Dieses retroaktive Gesetz verfolgt den Zweck, eine Lücke in den mandatspalästinensischen Gesetzen auszufüllen, und das durch dieses Gesetz geschützte Interesse bestand auch zur Zeit des Nationalheims. Die Balfour-Deklaration und das Palästina-Mandat, das Großbritannien vom Völkerbund verliehen wurde, stellten eine internationale Anerkennung des jüdischen Volkes dar (siehe N. Feinberg: »The Recognition of the Jewish People in International Law« Jewish Yearbook of International Law 1948, Seite 15 und die dort angegebenen Quellen) wie auch eine Anerkennung der historischen Verbindung des jüdischen Volkes mit Erez Israel (Palästina) und die Anerkennung seines Rechts, sein Nationalheim in diesem Lande wieder aufzubauen. Das jüdische Volk hat dieses Recht de facto ausgeübt, und das Nationalheim wuchs und entwickelte sich, bis es den Souveränitätsstatus erreichte. Im Zeitabschnitt vor der Gründung des unabhängigen Staates konnte das Nationalheim als »nasciturus pro jam nato habetur« angesehen werden (siehe Feinberg ibid.). Der jüdische Jischuv in Erez Israel (Palästina) stellte zu jener Zeit einen »Staat im Werden« dar, der zum gegebenen Zeitpunkt den Souveränitätsstatus erreichte. Der Mangel der Souveränität ermöglichte es dem jüdischen Jischuv im Lande nicht, ein Strafgesetz gegen die Verbrechen der Nationalsozialisten zu erlassen, als diese Verbrechen verübt wurden; aber die Verbrechen waren auch gegen diesen Jischuv gerichtet, der einen integralen Bestandteil des jüdischen Volkes bildete. Der rückwirkende Erlaß des vorliegenden Gesetzes durch den Staat Israel entsprach der bereits vorher vorhandenen Notwendigkeit.

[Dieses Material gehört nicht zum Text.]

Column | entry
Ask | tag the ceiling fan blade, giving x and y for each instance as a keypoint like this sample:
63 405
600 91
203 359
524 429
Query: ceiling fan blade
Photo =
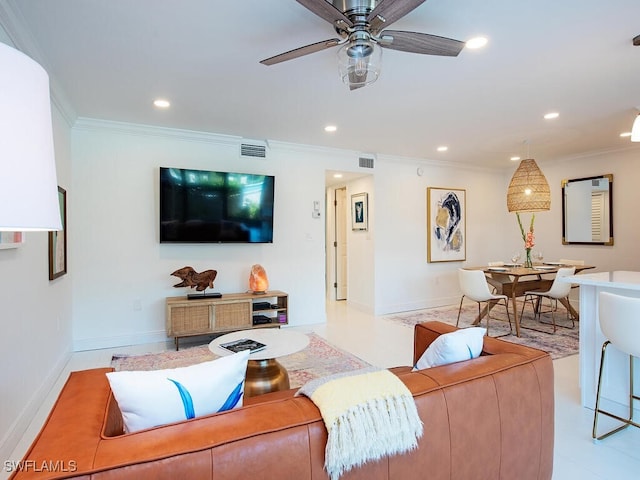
299 52
326 10
424 43
389 11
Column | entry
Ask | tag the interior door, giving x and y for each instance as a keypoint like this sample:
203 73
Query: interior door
340 243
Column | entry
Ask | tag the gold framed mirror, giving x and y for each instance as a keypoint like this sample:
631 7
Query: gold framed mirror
587 210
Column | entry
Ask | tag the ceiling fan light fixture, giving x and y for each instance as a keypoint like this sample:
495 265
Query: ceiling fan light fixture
359 63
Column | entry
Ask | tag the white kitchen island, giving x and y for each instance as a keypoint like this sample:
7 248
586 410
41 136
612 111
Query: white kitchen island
615 391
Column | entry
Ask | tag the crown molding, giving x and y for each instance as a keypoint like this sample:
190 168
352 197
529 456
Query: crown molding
13 24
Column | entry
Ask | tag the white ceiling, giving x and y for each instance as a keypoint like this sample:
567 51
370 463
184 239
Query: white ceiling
112 58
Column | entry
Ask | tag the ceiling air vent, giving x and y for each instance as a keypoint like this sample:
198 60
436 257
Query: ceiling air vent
253 150
365 162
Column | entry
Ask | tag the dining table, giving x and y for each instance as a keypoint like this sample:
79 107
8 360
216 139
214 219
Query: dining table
513 280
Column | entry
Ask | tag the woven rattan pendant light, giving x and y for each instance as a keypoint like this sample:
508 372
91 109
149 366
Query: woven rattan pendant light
528 190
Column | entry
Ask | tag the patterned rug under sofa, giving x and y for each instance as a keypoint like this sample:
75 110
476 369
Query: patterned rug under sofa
319 359
560 344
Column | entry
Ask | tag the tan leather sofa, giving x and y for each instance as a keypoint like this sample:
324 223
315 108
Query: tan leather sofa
490 417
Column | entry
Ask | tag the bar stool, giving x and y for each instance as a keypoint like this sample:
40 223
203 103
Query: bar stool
619 318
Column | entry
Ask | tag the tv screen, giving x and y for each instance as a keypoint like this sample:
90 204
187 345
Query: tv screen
198 206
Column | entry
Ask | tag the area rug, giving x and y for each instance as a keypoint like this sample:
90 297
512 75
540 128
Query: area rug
319 359
560 344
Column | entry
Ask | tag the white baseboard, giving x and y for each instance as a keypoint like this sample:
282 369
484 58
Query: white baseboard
97 343
23 421
418 305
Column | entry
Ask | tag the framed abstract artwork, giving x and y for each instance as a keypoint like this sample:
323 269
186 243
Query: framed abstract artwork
11 239
58 241
359 212
446 225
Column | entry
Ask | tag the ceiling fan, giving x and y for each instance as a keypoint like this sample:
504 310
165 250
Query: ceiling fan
360 24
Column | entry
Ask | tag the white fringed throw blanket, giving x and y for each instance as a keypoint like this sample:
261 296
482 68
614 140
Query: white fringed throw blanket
368 413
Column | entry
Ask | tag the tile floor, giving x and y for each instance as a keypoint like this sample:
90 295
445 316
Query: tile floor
387 344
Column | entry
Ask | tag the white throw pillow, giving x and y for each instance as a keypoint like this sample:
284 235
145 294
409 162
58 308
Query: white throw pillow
157 397
462 344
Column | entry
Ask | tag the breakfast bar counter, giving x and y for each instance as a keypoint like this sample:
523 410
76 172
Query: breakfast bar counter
615 392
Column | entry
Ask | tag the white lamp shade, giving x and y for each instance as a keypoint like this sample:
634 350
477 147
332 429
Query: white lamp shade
635 130
28 185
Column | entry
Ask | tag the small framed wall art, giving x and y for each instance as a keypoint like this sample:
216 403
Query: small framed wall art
58 241
11 239
359 211
446 225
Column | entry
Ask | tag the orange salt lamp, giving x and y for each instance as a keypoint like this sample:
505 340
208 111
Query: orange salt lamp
258 282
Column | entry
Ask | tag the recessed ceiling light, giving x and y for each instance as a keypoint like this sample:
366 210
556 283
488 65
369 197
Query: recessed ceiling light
161 103
476 42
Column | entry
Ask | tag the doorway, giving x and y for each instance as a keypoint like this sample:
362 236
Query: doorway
340 243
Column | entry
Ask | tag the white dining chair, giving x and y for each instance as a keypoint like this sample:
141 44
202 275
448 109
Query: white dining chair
619 319
558 290
578 263
474 286
496 279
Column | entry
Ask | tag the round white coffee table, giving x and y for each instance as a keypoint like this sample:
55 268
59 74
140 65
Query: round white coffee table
264 373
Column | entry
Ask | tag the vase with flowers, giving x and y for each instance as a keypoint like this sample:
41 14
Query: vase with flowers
528 238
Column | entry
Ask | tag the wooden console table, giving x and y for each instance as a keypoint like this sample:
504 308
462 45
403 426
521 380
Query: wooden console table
230 312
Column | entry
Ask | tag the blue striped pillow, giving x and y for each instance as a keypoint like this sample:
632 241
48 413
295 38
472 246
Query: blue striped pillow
157 397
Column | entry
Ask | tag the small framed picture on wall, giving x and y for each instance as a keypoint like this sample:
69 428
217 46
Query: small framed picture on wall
58 241
359 212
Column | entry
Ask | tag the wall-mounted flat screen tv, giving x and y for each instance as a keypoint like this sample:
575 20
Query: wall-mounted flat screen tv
198 206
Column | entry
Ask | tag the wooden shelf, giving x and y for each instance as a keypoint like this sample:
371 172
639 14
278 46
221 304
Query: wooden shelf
229 313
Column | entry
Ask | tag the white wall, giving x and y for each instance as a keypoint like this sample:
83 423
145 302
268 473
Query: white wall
626 198
404 279
35 316
121 271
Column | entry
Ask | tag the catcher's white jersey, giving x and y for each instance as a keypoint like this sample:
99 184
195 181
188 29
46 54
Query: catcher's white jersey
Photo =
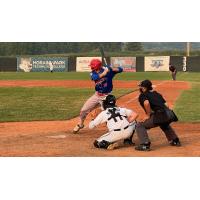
112 123
117 123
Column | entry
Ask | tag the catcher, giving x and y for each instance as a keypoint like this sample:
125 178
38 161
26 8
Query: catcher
102 76
120 122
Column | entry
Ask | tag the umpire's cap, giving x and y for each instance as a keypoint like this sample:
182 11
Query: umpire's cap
147 84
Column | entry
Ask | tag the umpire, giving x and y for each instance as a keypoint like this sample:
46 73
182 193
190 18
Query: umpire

Die geschichtlichen Tatsachen erhellen den Hintergrund dieser Gesetzgebung. Vom rechtlichen Standpunkte aus sind wir jedoch der Auffassung, daß die legislatorische Zuständigkeit des neuen Staates zu retroaktiver Gesetzgebung nicht nur speziell von diesem Hintergründe abhängt und nicht einmal von der Rechtskontinuität zwischen Palästina und Israel bedingt ist. Wir wollen ein krasses Beispiel geben und annehmen, daß die übriggebliebenen Zigeuner, eine ethnische Gruppe oder ein Volk, welches, gleichfalls, dem jüdischen Volke ähnlich, ein Opfer des Verbrechens des »Völkermords« war, hätten sich nach dem Kriege gesammelt und in irgendeinem Teile der Welt einen unabhängigen Staat gegründet. Es will uns scheinen, daß kein Grundsatz des Völkerrechtes dem neu gegründeten Staate die natürliche Zuständigkeit der Aburteilung der Vernichter ihres Volkes, soweit er ihrer habhaft werden könnte, abgesprochen hätte. Die Strafhoheit der verletzten Gruppe rührt unmittelbar, wie von Grotius (infra) erklärt, aus den gegen sie vom Täter begangenen Verbrechen her und nur der Mangel der Souveränität entzieht ihr die Aburteilungs- und Bestrafungszuständigkeit. Wenn die verletzte Gruppe oder das verletzte Volk nachher politische Unabhängigkeit in irgendeinem Territorium erlangt, ist es berechtigt, seine Hoheitsgewalt anzuwenden, um die ihm von Natur aus zustehende Strafhoheit gegenüber dem Täter, der es verletzt hat, auszuüben.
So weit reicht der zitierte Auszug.